Dozens of e-mails released by the White House reveal that Obama administration officials were behind the crafting of a false narrative about the attack in Benghazi, Libya. The communications raise questions about who called the shots and why, say an analyst and a lawmaker involved in the investigation.
According to the documents, officials at the State Department, CIA and White House national security staff heavily revised a CIA memo to remove all references to Islamist extremists known to have participated in the attack on the U.S. Consulate in Libya.
The revisions also removed the CIA's claims that the agency had issued repeated warnings to the State Department about the threat of al-Qaeda-linked militants in Benghazi.
Among the unknowns:
•Why were the revisions made?
•Why did Secretary of State Hillary Rodham Clinton testify before Congress that the edits were a product of the intelligence community when State officials had made many of the requests for alterations?

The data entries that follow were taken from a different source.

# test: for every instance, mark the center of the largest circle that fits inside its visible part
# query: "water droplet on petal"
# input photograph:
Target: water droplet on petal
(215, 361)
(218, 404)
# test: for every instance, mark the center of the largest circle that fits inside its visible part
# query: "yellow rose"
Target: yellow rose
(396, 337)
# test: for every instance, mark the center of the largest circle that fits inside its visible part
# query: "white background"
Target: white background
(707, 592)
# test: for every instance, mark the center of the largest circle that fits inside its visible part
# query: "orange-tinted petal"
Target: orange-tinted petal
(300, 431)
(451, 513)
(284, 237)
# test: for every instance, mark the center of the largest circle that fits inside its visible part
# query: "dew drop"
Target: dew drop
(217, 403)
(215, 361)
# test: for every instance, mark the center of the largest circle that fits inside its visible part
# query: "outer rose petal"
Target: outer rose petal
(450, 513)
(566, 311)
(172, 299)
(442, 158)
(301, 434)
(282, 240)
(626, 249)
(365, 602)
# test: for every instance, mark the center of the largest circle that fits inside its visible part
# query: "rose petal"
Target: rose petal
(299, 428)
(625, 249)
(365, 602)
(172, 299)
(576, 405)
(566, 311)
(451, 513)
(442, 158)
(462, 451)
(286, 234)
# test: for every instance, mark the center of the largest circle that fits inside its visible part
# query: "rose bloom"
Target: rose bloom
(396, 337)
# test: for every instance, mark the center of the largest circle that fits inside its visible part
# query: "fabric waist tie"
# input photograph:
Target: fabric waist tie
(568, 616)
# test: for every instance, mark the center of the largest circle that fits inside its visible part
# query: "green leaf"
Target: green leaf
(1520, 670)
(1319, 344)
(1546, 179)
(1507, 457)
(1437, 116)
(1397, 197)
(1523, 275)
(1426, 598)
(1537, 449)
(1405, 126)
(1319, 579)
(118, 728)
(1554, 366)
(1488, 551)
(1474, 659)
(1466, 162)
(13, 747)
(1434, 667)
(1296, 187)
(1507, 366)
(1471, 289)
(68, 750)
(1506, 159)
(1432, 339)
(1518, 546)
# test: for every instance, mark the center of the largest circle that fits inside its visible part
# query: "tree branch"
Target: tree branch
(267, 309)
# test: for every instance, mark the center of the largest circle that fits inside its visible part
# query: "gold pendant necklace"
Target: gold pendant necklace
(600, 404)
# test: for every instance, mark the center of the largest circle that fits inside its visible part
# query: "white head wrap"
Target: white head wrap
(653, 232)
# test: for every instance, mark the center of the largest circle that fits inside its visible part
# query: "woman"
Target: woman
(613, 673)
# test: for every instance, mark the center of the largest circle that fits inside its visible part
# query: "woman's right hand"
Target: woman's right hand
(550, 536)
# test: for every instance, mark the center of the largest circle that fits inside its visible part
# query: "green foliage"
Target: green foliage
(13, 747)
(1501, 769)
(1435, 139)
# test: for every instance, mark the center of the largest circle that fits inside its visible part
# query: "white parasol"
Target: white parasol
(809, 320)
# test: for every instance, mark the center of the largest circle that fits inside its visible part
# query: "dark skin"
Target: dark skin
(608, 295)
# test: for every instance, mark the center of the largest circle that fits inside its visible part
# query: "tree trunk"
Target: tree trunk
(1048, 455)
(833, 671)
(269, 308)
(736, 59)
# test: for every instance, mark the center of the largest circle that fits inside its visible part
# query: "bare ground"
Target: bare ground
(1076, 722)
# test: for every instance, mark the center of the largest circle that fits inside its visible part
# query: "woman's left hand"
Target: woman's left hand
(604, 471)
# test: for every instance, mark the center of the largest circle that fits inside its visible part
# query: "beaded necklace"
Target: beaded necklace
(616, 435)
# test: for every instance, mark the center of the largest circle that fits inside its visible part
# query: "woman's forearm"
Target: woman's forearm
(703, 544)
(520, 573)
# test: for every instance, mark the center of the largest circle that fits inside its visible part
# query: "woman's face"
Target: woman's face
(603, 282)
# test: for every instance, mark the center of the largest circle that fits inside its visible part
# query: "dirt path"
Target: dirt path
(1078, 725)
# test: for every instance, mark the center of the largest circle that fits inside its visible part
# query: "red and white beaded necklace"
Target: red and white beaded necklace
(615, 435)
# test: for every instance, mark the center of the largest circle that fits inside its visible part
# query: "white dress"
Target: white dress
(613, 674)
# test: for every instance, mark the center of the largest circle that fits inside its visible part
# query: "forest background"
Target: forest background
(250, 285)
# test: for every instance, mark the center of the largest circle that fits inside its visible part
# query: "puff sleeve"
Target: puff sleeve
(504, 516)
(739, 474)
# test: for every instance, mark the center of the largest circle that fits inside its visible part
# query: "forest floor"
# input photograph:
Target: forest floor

•Why did the White House say it made no substantive edits when the e-mails show officials there helped lead the process for changes?
•Where did the story come from that the attack grew from a protest against an anti-Islam video? The video was mentioned once in 100 pages of e-mails, but it was a central theme of Obama's and Clinton's description of the event.
"It's widely accepted as fact now that what the White House was spewing was demonstrably false," says Rep. Jason Chaffetz, R-Utah, who is on the House Oversight and Government Reform Committee. "I think there was clarity in the beginning, but it became obscured by fiction over the course of time."
President Obama acknowledged during a news conference Thursday that "there's been intense discussion in Congress lately about the attacks in Benghazi." He said he is intent on doing everything in the government's power to prevent a similar tragedy, and he is increasing security and military presence at high risk diplomatic posts. Congress should "come together" to provide needed funding, he said.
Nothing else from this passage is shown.